In daylight the clarity of the sky is unlike any other place I have been. The combination of light and space and air forms a blue clearer and sharper than any other. This blue is my homecoming. If it is night, I look for the lights of the Perth skyline. Harder to spot than a vastly lit metropolis like London or Hong Kong, the Perth city lights flare against the inky darkness like a lighthouse beacon guiding the aircraft towards the landing strip. I am always impatient to get out of the plane and the airport; eager for the first few deep inhalations of West Australian air. Dry, crisp and tinged with leaves and sun. Arriving at daytime, the glare of the sun and bright blue sky hits you as you exit the building. You immediately feel as if you have been zapped intravenously with high dosage vitamins.

Breathe in. Out.
Breathe.

I'm back.

Horror Vacui

Oh I had so many ideas of what to write about for this next blog entry. Our trip to Iceland; our first 'family summer holiday', a.k.a what to do with a really active child 24/7 for six weeks; an abridged version to all the books I am reading/not reading; my transcendent experience at a Paul Kelly gig and many more ranty bits which are not making it on here because of the weird reality that I am busier now not working than when I was working.

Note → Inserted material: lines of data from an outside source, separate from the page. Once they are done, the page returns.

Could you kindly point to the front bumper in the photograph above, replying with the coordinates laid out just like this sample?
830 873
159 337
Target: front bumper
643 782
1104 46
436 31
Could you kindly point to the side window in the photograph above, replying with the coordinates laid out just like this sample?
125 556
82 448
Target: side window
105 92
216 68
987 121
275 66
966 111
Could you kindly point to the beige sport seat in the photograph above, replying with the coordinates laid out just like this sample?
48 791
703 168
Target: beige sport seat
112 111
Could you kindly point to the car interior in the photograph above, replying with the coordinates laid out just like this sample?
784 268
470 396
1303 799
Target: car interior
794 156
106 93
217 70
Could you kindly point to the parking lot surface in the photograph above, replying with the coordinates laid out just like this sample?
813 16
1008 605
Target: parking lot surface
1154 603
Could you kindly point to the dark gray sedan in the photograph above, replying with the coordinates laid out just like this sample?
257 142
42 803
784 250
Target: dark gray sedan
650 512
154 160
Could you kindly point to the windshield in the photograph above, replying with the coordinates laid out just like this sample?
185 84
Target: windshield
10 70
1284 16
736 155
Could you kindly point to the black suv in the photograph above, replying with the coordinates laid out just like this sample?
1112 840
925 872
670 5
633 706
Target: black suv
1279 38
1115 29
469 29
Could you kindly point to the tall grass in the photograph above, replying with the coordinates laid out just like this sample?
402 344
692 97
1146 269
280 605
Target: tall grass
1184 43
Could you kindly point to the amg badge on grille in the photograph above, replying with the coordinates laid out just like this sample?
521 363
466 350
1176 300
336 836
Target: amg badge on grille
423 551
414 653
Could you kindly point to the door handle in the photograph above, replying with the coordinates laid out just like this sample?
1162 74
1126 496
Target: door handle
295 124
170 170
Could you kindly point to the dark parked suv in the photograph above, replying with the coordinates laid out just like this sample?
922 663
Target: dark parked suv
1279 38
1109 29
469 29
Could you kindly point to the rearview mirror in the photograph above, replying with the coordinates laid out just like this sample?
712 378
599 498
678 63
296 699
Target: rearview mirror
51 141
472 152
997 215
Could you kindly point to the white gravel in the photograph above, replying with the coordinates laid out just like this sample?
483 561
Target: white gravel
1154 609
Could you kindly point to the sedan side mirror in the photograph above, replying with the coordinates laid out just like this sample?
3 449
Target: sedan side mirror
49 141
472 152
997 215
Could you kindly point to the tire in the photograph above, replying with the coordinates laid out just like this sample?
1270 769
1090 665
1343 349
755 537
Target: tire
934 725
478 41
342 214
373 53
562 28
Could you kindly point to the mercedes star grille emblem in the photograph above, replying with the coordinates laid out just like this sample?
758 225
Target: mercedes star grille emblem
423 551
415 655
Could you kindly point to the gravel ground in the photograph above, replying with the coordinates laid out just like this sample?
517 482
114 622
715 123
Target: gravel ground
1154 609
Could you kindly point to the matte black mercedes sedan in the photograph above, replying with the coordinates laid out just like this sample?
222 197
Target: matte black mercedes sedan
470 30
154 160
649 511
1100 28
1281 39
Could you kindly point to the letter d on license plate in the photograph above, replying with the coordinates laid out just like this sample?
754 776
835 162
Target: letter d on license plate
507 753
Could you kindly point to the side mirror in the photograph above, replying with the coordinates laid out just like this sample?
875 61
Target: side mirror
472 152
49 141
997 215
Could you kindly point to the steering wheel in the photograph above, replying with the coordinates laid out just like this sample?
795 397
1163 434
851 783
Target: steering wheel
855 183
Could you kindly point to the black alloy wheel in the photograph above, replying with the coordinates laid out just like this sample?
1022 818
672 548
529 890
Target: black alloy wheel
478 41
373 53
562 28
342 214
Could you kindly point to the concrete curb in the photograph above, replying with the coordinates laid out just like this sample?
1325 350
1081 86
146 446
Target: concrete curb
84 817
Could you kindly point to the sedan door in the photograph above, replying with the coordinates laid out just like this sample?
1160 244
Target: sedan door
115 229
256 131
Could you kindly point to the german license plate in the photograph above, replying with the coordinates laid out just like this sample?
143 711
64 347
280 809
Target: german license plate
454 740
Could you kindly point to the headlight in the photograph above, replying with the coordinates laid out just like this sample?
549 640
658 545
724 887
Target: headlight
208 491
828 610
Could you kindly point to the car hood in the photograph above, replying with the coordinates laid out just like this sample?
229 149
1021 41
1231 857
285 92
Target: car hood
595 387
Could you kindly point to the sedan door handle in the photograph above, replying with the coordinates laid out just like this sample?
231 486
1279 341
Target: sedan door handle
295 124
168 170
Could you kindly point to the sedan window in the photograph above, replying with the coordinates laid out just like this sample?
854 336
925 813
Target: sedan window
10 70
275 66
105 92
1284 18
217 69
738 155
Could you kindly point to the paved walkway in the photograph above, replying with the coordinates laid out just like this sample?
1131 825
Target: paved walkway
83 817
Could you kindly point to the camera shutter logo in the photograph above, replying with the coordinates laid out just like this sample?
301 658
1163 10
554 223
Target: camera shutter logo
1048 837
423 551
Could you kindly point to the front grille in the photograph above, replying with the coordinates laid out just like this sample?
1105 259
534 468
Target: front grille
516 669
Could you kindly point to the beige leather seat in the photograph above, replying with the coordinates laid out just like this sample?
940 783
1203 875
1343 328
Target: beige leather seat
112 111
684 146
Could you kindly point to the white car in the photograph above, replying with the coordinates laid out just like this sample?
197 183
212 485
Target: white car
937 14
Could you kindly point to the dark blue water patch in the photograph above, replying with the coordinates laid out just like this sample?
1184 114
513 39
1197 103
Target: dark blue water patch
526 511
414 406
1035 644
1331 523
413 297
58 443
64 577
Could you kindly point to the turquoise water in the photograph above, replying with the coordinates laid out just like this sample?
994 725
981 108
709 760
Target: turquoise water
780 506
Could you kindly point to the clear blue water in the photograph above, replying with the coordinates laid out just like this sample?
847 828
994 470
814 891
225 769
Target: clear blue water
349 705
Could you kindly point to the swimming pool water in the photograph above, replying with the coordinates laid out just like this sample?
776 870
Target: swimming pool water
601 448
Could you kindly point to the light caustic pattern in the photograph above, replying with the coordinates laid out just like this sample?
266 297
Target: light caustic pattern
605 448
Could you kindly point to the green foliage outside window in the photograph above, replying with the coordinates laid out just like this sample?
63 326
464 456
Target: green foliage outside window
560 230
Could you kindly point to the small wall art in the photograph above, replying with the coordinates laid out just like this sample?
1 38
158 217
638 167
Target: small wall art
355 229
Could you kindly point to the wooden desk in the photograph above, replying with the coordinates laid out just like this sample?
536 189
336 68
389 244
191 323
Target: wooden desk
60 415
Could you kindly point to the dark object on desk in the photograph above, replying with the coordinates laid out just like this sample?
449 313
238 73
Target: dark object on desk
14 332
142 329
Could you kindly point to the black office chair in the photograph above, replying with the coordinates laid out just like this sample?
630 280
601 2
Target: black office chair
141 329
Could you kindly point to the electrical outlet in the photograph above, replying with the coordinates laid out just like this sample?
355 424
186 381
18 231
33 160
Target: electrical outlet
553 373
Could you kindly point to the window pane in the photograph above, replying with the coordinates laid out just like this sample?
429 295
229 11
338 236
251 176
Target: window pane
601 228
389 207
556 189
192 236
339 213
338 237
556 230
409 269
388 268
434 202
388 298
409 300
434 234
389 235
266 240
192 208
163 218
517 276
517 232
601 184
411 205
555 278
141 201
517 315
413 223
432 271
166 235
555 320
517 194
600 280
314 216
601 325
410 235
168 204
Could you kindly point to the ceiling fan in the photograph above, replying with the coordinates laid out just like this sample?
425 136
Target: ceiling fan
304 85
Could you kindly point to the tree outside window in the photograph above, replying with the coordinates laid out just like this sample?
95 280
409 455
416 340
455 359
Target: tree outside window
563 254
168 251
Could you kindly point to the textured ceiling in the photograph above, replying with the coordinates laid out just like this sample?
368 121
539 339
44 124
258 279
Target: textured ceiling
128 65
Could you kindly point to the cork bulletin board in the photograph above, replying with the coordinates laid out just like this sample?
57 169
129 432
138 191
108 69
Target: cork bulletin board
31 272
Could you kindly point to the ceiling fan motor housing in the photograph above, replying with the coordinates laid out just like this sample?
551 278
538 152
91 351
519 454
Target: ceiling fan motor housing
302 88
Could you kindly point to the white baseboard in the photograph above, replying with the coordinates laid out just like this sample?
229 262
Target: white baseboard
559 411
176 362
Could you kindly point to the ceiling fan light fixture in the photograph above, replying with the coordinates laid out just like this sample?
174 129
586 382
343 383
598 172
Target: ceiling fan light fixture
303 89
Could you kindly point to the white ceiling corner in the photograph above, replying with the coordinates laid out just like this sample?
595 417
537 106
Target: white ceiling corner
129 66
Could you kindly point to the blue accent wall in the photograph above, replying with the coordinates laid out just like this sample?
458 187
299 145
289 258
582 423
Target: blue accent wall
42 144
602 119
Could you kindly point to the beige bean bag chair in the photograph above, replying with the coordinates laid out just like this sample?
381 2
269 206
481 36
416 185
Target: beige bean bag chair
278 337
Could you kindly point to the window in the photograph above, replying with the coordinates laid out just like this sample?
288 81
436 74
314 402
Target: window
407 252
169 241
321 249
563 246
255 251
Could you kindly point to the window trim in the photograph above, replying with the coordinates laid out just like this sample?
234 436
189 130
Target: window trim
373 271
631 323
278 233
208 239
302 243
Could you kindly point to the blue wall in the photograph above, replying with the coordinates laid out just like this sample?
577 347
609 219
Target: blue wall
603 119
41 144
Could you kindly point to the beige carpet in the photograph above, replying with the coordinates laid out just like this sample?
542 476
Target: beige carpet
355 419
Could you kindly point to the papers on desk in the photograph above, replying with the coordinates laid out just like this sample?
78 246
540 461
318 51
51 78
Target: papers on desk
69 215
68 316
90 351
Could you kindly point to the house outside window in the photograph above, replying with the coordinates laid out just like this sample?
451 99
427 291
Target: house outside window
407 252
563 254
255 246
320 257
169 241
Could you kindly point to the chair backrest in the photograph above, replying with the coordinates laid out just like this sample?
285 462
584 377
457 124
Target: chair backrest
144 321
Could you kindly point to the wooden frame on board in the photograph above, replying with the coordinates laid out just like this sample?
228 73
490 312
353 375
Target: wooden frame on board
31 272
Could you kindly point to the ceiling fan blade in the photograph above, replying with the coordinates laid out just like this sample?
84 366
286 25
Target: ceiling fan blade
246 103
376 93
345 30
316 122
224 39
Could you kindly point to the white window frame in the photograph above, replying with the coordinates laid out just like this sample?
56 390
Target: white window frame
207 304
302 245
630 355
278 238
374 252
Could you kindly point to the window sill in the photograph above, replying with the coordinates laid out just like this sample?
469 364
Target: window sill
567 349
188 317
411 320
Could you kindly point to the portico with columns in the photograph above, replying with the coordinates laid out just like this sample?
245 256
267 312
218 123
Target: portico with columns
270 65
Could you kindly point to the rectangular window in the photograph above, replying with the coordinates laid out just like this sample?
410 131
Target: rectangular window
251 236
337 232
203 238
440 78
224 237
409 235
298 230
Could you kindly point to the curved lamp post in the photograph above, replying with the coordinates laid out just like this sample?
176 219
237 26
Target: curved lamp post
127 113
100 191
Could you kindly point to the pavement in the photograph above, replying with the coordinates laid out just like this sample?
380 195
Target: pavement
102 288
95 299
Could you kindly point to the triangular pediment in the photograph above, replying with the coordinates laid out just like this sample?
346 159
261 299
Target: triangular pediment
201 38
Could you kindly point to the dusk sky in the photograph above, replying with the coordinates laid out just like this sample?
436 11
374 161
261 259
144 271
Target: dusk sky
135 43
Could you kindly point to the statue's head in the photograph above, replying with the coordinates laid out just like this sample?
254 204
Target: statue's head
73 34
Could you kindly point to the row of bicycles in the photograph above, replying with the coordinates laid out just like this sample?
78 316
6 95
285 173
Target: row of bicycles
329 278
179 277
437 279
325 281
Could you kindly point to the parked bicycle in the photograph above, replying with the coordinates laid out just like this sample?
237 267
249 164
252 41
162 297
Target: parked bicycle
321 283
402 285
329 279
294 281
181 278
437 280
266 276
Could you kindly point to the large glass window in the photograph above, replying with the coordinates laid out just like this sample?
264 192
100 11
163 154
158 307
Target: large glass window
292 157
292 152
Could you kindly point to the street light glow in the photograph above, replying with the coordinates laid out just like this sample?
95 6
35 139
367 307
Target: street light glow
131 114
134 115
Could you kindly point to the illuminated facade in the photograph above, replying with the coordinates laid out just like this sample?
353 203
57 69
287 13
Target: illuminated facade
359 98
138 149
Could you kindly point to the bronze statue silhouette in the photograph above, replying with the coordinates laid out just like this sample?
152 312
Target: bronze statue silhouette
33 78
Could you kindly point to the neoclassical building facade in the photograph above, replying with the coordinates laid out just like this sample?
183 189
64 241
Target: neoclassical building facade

This makes no sense right. After all, I was working four days a week before. How can I have less time now that I am gainfully unemployed?

Friends ask if I am enjoying my free time.

Free time, I laugh, Yeah I am enjoying it. This is it right now. Us talking.

They say that nature abhors a vacuum. Applying this principle to the increased hours in my day, I concur with 'horror vacui' as first postulated by Parmenides. My diary is living proof of this theory.

Is it a law of nature that the more time you have, the more things you do? Certainly this is something I have always been guilty of.  I am more tired too as a result. At first I blamed myself for doing too much but now I realise I am just following the laws of physics.

Horror Vacui, would be the perfect heading for my gravestone as cause of death. I am sure when the time for my eternal rest comes, it will be from over exertion.

But until then, excuse me. I have stuff I need to do.